Thursday, October 22, 2009

Marubatsu's Pond

This is one of the ponds that inspired my fictional pond at Marubatsu's temple Gizenji.

from American Fuji, p. 351: "The water was opaque pea-green and looked like paint. The surface, perfectly still. A herd of tiny granite islands jutted up through the pea soup, some rusty with moss, others bare."

It's interesting that Japanese readers find the character of Marubatsu a familiar type of person they readily recognize, yet my American readers think he's the most unrealistic of my characters. The only thing about him that's inauthentic is his name.
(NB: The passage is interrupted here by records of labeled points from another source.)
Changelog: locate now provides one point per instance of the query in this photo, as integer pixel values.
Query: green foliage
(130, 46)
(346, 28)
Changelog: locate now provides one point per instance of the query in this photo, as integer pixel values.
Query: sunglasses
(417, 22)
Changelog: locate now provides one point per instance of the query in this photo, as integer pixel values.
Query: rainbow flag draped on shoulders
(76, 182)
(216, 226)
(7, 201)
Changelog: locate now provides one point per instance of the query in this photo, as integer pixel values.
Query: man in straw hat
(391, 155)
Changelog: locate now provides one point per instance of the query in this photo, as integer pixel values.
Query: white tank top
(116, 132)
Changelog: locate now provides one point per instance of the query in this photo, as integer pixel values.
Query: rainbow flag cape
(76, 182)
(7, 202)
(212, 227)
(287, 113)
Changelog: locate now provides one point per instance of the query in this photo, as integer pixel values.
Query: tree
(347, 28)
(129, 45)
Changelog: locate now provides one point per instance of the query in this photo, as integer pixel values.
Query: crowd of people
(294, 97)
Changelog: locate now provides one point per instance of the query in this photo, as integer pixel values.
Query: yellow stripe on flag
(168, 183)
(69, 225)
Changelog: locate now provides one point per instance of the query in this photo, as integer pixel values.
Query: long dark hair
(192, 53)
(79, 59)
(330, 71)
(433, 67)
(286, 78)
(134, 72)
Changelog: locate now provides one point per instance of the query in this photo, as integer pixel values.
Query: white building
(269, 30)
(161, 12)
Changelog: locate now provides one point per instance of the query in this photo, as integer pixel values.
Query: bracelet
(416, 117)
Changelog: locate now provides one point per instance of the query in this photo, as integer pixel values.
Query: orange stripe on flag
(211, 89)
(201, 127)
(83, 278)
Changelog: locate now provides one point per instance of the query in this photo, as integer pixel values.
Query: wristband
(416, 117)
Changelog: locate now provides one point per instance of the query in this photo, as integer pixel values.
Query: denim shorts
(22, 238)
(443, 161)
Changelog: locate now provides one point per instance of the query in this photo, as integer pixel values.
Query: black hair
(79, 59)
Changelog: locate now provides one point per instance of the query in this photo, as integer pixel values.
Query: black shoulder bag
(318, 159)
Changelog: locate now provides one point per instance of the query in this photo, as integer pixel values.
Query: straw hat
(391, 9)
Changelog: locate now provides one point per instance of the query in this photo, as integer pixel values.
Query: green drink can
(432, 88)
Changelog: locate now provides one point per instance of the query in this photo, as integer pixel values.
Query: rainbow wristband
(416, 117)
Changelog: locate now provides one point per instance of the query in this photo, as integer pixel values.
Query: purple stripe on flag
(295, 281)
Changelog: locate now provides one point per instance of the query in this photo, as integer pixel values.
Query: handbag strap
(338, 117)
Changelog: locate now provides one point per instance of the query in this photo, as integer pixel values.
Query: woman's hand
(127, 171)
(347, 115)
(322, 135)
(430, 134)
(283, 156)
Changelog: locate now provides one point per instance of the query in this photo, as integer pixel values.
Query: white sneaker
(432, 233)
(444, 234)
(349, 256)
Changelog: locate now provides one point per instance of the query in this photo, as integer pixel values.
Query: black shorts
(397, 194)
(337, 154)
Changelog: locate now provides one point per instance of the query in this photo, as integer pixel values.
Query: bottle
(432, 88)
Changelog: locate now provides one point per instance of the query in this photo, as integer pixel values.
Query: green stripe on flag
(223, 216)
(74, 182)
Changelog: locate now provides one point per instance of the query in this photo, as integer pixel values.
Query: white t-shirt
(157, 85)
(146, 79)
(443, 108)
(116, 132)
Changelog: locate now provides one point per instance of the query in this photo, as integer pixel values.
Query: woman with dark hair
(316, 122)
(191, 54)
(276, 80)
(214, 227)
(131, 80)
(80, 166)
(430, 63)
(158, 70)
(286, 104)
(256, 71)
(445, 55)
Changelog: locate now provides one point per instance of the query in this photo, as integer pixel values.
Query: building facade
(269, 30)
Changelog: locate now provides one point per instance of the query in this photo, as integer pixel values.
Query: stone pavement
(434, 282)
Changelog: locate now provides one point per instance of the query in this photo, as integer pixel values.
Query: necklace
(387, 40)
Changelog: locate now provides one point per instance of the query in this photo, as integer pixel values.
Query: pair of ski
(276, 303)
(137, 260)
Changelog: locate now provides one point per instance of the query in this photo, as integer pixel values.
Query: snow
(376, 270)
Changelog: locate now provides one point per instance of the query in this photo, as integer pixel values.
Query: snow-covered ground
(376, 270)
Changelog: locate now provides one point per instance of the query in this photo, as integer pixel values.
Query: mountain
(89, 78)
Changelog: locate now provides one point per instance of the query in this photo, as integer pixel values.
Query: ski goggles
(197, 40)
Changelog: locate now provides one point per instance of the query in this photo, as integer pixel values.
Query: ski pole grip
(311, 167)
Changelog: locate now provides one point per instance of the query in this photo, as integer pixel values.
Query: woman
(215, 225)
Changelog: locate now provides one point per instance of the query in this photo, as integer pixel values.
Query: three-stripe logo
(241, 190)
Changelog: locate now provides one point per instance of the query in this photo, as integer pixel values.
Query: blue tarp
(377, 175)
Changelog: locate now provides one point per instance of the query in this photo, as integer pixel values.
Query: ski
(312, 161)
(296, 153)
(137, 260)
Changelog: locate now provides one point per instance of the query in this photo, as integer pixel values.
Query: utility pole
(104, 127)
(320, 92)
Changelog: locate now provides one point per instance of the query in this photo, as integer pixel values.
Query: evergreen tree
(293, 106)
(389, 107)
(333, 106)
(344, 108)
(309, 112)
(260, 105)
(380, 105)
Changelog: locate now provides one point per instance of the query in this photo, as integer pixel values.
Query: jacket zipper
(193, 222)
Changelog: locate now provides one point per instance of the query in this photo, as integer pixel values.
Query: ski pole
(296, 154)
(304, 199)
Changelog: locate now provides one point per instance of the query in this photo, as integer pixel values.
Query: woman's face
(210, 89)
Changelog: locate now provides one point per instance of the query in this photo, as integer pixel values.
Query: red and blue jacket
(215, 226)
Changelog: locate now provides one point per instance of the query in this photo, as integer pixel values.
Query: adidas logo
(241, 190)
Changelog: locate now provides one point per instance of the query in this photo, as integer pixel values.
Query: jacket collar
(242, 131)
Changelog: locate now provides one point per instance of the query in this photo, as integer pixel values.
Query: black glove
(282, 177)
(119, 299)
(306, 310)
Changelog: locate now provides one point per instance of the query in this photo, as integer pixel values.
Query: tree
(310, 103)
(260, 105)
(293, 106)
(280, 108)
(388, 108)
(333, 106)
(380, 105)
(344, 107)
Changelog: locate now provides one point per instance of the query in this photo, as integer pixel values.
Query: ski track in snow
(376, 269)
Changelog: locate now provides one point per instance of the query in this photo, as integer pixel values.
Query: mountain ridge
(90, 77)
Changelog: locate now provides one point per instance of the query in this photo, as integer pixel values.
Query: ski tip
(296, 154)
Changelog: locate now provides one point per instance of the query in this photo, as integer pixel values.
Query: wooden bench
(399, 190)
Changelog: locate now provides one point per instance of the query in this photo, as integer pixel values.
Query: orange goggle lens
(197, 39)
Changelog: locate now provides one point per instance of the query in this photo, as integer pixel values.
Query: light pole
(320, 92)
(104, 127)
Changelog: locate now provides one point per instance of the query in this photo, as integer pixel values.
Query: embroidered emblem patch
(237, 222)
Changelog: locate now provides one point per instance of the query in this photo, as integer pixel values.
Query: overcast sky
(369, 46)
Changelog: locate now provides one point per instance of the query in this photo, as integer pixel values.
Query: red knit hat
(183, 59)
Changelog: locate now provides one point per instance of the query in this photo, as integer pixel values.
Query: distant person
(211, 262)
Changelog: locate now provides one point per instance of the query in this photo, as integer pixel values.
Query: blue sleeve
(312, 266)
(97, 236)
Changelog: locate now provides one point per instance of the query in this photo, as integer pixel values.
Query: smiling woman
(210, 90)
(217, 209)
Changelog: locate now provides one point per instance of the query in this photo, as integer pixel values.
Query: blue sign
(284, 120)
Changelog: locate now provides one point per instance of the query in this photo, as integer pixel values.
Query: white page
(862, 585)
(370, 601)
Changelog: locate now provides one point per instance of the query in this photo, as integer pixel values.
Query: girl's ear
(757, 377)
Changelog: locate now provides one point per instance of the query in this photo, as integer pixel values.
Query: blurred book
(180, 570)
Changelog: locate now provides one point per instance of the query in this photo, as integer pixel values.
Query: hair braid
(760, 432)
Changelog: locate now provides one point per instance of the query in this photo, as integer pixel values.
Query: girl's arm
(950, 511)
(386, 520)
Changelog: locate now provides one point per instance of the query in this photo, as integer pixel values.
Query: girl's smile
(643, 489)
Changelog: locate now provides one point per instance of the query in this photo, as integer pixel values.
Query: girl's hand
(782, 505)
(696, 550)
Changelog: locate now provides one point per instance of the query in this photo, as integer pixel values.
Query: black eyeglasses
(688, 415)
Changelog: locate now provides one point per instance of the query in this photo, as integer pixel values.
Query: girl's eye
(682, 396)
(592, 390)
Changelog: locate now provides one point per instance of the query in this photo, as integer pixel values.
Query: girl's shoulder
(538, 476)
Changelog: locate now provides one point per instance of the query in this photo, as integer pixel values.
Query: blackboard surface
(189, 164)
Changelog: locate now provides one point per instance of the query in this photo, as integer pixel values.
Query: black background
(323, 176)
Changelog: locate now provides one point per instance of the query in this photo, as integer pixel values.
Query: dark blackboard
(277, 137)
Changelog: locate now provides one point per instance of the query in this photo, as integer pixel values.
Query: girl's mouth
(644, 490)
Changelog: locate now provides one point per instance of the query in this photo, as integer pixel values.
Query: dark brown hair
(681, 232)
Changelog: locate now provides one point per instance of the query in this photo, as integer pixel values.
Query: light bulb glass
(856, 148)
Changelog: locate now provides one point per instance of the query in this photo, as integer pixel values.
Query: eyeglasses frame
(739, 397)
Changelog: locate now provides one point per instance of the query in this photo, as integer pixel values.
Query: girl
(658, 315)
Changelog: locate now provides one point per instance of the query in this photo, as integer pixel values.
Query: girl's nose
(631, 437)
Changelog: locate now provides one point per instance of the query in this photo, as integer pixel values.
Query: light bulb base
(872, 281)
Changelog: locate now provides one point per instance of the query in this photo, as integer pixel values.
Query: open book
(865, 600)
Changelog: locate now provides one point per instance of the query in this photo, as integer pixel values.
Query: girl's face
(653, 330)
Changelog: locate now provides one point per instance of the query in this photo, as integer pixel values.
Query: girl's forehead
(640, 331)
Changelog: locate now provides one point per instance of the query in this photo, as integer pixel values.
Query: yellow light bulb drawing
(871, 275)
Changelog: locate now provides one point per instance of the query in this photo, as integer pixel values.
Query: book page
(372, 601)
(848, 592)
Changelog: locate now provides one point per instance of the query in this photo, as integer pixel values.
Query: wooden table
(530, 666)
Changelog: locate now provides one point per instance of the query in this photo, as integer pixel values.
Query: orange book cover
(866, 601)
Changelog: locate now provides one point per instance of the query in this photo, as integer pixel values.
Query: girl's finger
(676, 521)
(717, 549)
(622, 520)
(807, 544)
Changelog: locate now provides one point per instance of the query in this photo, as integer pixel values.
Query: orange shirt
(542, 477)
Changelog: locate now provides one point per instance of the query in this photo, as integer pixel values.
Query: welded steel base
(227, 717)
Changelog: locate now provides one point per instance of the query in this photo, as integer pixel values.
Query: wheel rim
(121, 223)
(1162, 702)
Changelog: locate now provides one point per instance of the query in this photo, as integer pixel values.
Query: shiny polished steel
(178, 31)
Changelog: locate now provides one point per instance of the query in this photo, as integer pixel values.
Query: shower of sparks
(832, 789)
I named this Buddhist priest after a kind of test: true (maru) false (batsu).

3 comments:

Anonymous said...

Beautiful! And is that a sculpture or lantern or just a random (ha!) pile of rocks in the foreground?

I think it's a tribute to your writing skill that you were able to create a character so un-American, if you will, and so Japanese. Thanks for the insider info about what the name means.

wac

Diana said...

Lovely. Reading your blog is like reading the book with footnotes and illustrations.

Sara Backer said...

Thank you so much, Diana: that's exactly what I hoped my blog could be!

WAC, the correct answer is B, lantern. (Not a marubatsu test.) I'm sure Marubatsus exist everywhere, but the culture of Japan allows them to express themselves in ways self-righteous men in other countries don't. Actually, I prefer the more overt manifestation in Japan.